La directive sur le devoir de vigilance (Corporate Sustainability Due Diligence Directive, « directive CSDD »), après des débats vifs, a été adoptée par le Parlement européen le 24 avril 2024[1]. Ce texte complètera les autres textes européens ayant institué en particulier des obligations de transparence en matière de durabilité pour les entreprises (directive CSRD sur la publication d’informations en matière de durabilité), dans le secteur financier (règlement SFDR sur la publication d’informations en matière de durabilité dans le secteur des services financiers) ainsi que le règlement taxinomie.

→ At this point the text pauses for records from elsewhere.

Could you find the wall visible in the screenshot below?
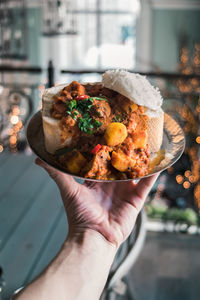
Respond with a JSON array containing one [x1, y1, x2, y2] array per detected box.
[[27, 7, 42, 66], [151, 9, 200, 72], [136, 0, 200, 72]]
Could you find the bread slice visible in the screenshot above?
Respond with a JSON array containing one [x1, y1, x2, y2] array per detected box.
[[102, 70, 163, 111], [42, 77, 164, 155], [146, 109, 164, 153], [42, 84, 73, 154], [102, 70, 164, 153]]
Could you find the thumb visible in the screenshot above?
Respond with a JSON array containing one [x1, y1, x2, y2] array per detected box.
[[35, 158, 80, 199]]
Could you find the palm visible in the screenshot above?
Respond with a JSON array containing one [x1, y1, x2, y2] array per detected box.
[[36, 158, 158, 246]]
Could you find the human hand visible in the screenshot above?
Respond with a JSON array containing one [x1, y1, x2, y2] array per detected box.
[[36, 158, 159, 248]]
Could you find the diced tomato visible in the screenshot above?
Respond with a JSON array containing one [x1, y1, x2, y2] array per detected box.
[[91, 144, 102, 155], [75, 95, 90, 100]]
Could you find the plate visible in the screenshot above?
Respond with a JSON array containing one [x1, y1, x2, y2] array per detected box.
[[26, 111, 185, 182]]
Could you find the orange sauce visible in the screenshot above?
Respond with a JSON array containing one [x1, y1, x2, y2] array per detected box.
[[148, 149, 165, 173]]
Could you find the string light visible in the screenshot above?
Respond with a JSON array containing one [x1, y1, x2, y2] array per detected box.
[[189, 175, 195, 183], [0, 144, 3, 153], [174, 42, 200, 209], [194, 184, 200, 212], [9, 104, 23, 152], [183, 181, 190, 189], [10, 115, 19, 125], [184, 170, 191, 177], [176, 175, 184, 184]]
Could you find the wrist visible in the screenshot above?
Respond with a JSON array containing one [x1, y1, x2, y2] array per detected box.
[[57, 229, 118, 299], [66, 228, 118, 253]]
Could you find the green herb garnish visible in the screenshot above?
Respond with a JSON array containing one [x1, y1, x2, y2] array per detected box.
[[67, 100, 77, 112], [66, 97, 103, 134], [78, 117, 94, 134], [76, 98, 93, 113], [92, 97, 108, 102], [93, 119, 102, 128], [112, 115, 122, 122]]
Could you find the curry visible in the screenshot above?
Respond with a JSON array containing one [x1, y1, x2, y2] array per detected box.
[[50, 81, 150, 180]]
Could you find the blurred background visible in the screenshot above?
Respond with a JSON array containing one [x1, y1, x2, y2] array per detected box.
[[0, 0, 200, 299]]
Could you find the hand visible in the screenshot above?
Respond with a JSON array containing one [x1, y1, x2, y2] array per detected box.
[[36, 158, 159, 248]]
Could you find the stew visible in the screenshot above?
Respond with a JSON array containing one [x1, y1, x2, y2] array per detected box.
[[50, 81, 150, 180]]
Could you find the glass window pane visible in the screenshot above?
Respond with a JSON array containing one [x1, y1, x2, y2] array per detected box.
[[61, 13, 97, 69], [99, 14, 136, 69], [100, 0, 136, 12], [75, 0, 97, 11]]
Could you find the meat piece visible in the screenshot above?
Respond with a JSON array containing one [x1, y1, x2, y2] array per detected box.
[[89, 99, 113, 134], [55, 95, 69, 103], [90, 99, 111, 119], [77, 136, 102, 153], [123, 112, 148, 134], [65, 81, 86, 97], [52, 101, 67, 114], [59, 115, 78, 143], [60, 81, 86, 99], [84, 146, 112, 179], [61, 115, 76, 127], [101, 87, 118, 98], [84, 83, 103, 96], [60, 90, 72, 100]]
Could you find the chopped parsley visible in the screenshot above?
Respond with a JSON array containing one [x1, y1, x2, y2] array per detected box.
[[66, 97, 102, 134], [78, 113, 102, 135], [66, 100, 76, 112], [76, 98, 93, 113], [78, 117, 94, 135], [93, 119, 102, 127]]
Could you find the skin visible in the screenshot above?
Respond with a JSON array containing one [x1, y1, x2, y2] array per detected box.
[[15, 158, 159, 300]]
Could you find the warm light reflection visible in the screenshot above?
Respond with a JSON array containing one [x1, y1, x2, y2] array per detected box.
[[194, 183, 200, 209], [9, 105, 23, 152], [10, 115, 19, 125], [183, 181, 190, 189], [38, 84, 45, 91], [184, 170, 191, 177], [10, 135, 17, 144], [189, 175, 195, 183], [0, 144, 3, 153], [176, 175, 183, 184], [13, 106, 20, 115]]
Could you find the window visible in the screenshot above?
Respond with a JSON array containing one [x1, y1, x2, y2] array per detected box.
[[57, 0, 138, 70]]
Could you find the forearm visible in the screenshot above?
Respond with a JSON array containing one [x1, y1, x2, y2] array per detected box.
[[15, 230, 117, 300]]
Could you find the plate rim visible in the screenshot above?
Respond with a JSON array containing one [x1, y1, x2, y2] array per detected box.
[[26, 111, 185, 183]]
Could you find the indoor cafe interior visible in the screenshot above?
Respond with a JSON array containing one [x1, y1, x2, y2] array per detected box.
[[0, 0, 200, 299]]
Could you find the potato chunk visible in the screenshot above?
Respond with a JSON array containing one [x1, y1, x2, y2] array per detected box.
[[122, 101, 138, 113], [111, 150, 136, 172], [104, 123, 127, 146], [65, 151, 87, 174], [132, 131, 147, 149]]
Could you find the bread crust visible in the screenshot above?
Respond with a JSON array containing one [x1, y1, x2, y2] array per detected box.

Bien que moins ambitieux qu’initialement envisagé, le texte final instaure au niveau européen un devoir de vigilance pour les grandes entreprises européennes ou opérant en Europe, consistant à identifier, hiérarchiser, prévenir et atténuer les impacts négatifs (et, le cas échéant, y remédier) de leur activité sur les droits humains et environnementaux, tels que définis par les standards internationaux, et ce tout au long de la chaîne de valeur.

Cette directive introduit au niveau européen la responsabilité sociétale (corporate accountability) des grandes entreprises pour leurs activités et les activités de ceux qui y contribuent et sur lesquels elles exerçent un pouvoir d’influence.

La France pionnière

La France a instauré le devoir de vigilance par la loi n°2017-399 du 27 mars 2017. Cependant la loi française a une portée plus restreinte : elle ne vise que les entreprises françaises de plus de 5 000 salariés. De plus, le devoir de vigilance au titre de la loi française peut donner lieu à des injonctions (voire à la mise en œuvre de la responsabilité civile) mais non à des amendes civiles, cette possibilité prévue initialement ayant été censurée par le Conseil Constitutionnel[2] en raison de l’imprécision des obligations en cause.

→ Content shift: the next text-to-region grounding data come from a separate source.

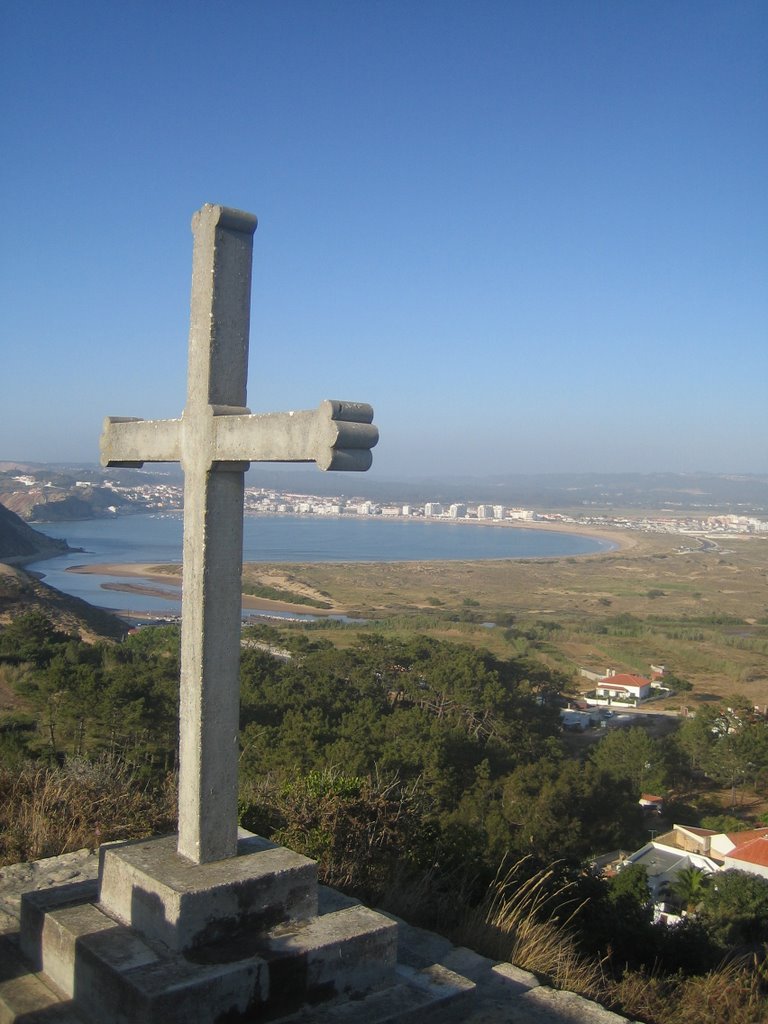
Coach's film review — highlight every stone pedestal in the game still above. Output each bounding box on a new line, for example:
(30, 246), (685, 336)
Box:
(9, 832), (475, 1023)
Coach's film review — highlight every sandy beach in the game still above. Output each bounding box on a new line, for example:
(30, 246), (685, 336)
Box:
(67, 562), (346, 616)
(468, 518), (636, 552)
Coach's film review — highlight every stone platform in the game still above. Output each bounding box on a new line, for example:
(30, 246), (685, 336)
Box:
(0, 846), (633, 1023)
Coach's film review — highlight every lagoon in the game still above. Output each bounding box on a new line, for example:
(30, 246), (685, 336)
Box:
(29, 512), (613, 617)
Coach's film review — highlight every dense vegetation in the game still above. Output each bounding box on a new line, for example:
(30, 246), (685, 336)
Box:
(1, 610), (767, 1023)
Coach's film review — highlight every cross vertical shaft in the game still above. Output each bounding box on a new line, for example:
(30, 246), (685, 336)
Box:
(178, 206), (257, 863)
(100, 204), (378, 867)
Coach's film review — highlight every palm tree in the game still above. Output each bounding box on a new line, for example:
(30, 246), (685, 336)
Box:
(668, 866), (710, 914)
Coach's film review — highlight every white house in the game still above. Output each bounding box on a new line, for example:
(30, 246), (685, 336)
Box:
(611, 824), (768, 922)
(624, 841), (718, 905)
(721, 833), (768, 880)
(594, 672), (651, 705)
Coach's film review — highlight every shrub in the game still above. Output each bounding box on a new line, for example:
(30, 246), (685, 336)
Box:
(0, 756), (176, 865)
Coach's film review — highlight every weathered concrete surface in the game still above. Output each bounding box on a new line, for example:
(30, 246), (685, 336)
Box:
(97, 832), (317, 952)
(0, 849), (635, 1023)
(100, 206), (378, 866)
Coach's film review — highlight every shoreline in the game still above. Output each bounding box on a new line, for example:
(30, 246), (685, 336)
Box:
(65, 520), (632, 617)
(67, 564), (346, 617)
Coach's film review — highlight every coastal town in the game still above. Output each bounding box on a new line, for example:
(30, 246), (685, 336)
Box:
(3, 467), (768, 539)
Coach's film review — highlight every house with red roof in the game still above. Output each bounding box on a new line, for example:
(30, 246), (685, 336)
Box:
(606, 825), (768, 925)
(639, 794), (665, 815)
(722, 832), (768, 880)
(594, 671), (651, 706)
(709, 827), (768, 861)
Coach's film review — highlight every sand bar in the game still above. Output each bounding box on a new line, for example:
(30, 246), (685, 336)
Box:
(67, 563), (345, 616)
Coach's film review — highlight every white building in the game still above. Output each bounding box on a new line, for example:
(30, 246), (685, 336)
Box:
(448, 503), (466, 519)
(594, 672), (651, 705)
(424, 502), (443, 517)
(624, 841), (719, 903)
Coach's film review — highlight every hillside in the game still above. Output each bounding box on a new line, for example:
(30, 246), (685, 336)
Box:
(0, 501), (70, 565)
(0, 564), (127, 643)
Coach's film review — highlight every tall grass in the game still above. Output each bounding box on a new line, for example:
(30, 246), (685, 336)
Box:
(452, 859), (768, 1024)
(0, 756), (176, 865)
(608, 958), (768, 1024)
(456, 858), (606, 999)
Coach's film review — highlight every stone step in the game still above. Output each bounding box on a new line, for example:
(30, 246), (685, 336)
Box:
(275, 963), (476, 1024)
(27, 895), (399, 1024)
(19, 877), (99, 970)
(0, 929), (474, 1024)
(0, 933), (85, 1024)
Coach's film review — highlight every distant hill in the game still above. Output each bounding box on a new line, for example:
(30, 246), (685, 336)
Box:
(0, 501), (71, 565)
(0, 503), (126, 644)
(0, 464), (136, 522)
(2, 462), (768, 516)
(244, 467), (768, 513)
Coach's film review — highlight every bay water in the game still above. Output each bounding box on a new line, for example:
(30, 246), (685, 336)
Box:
(29, 513), (613, 618)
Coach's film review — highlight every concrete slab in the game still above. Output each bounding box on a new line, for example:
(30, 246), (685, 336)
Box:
(0, 850), (98, 927)
(0, 848), (635, 1024)
(442, 944), (496, 982)
(19, 879), (100, 969)
(262, 905), (398, 1014)
(275, 962), (476, 1023)
(99, 832), (317, 951)
(521, 987), (635, 1023)
(378, 912), (455, 968)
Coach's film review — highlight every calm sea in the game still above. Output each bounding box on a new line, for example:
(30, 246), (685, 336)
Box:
(29, 513), (613, 617)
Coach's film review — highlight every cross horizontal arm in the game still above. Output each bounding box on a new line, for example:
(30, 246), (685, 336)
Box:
(101, 417), (182, 467)
(213, 399), (378, 471)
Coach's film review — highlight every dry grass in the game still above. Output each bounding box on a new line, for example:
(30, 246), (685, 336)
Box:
(608, 958), (768, 1024)
(0, 756), (176, 865)
(99, 527), (768, 702)
(249, 531), (768, 705)
(457, 858), (606, 999)
(452, 859), (768, 1024)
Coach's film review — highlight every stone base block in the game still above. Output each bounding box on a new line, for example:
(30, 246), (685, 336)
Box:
(98, 832), (317, 952)
(258, 904), (398, 1017)
(20, 883), (398, 1024)
(4, 838), (476, 1023)
(33, 899), (265, 1024)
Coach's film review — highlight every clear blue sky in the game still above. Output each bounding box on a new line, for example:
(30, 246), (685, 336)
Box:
(2, 1), (766, 478)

Les entreprises concernées

La directive CSDD s’applique aux entreprises de plus de 1 000 salariés et de plus de 450 millions d’euros de chiffre d’affaires. Elle s’applique également aux entreprises non européennes dès lors qu’elles réalisent au moins 450 millions d’euros de chiffre d’affaires sur le territoire de l’Union européenne. Sont également visées des entreprises ayant conclu des accords de franchise ou de licence sur le territoire de l’Union européenne selon certains seuils. Il n’y a plus de seuils spécifiques pour certaines activités jugées à risques.

Avec ces seuils réhaussés par rapport à ceux initialement prévus, la directive viserait 5 500 sociétés (contre 16 000 initialement).

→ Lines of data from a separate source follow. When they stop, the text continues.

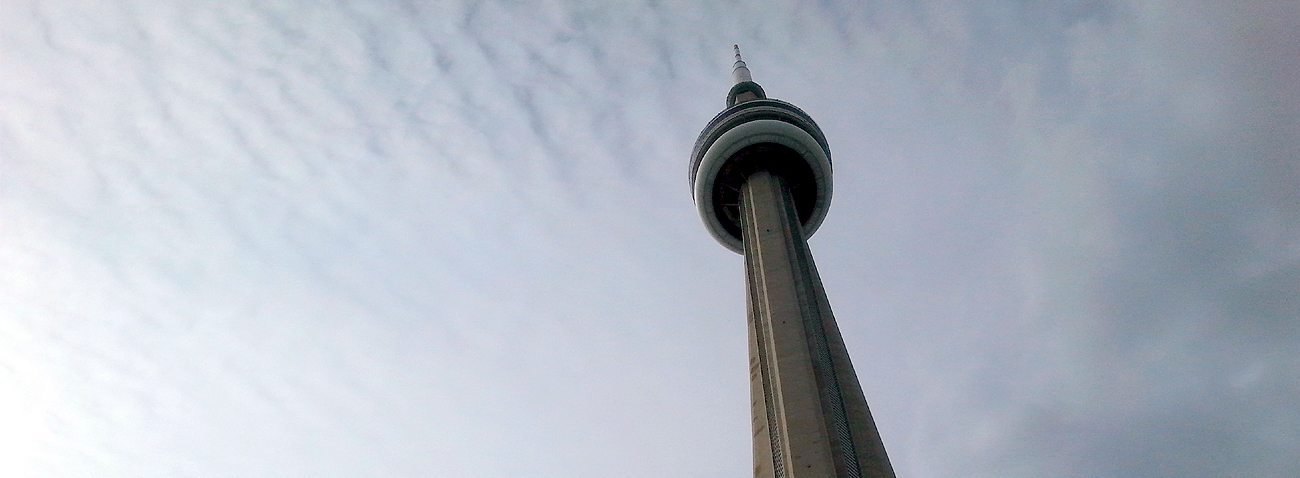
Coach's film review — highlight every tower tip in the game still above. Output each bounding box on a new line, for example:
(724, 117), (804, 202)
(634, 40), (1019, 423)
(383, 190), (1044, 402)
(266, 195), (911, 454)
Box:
(731, 44), (752, 84)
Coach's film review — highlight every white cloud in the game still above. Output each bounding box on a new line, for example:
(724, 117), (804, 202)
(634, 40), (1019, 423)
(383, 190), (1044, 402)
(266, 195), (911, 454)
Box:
(1, 1), (1296, 477)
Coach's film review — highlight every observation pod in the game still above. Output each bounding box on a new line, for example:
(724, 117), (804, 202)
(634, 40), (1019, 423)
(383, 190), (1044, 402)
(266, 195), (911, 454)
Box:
(689, 49), (833, 254)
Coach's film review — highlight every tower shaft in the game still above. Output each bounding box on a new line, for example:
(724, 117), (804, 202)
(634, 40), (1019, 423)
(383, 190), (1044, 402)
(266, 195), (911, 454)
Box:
(741, 169), (895, 478)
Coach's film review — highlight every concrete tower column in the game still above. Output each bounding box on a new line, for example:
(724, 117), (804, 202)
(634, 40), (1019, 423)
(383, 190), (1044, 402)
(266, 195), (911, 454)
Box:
(741, 169), (894, 478)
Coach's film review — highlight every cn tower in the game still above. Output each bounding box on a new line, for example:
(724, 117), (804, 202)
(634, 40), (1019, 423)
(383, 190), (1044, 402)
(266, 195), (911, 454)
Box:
(690, 46), (896, 478)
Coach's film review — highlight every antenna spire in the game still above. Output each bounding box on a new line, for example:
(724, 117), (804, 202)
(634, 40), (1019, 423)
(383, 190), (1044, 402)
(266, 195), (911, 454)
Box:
(732, 44), (752, 84)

Son application sera progressive au cours des cinq prochaines années de la manière suivante :

  • en 2027 pour les sociétés de plus de 5 000 salariés et de 1 500 millions d’euros de chiffre d’affaires,
  • en 2028 pour les entreprises de plus de 3 000 salariés et de 900 millions d’euros de chiffre d’affaires,
  • en 2029 pour les entreprises de plus de 1 000 employés et de 450 millions d’euros de chiffre d’affaires.

Démarche de vigilance et chaîne d’activités

La directive CSRD crée des obligations de transparence tandis que la directive CSDD crée des obligations de due diligence. Il s’agit pour les entreprises d’adopter une démarche de vigilance qui s’articule autour de six axes. La démarche de vigilance consiste à définir une politique globale de vigilance (notamment code de conduite) intégrée dans la gestion des risques, à recenser, évaluer et hiérarchiser les incidences négatives en établissant une cartographie des risques, à prévenir, atténuer les incidences négatives, y compris en mettant un terme à la relation commerciale, et à réparer les conséquences négatives, ce à travers un dialogue avec les parties prenantes et la mise en place de mécanismes d’alerte et de suivi. Cette démarche est rendue publique, en particulier dans le rapport de durabilité.

L’obligation de vigilance couvre toute la chaîne de valeur, c’est-à-dire les activités de l’entreprise assujettie, de ses filiales, de ses partenaires commerciaux tout au long de la chaîne d’activités, en amont et en aval, à l’exclusion cependant des activités des partenaires commerciaux en aval d’une entreprise en lien avec les services de cette dernière. Pour le cas des entreprises financières réglementées, seule la partie en amont de leurs chaînes d’activités sera visée par l’obligation de vigilance.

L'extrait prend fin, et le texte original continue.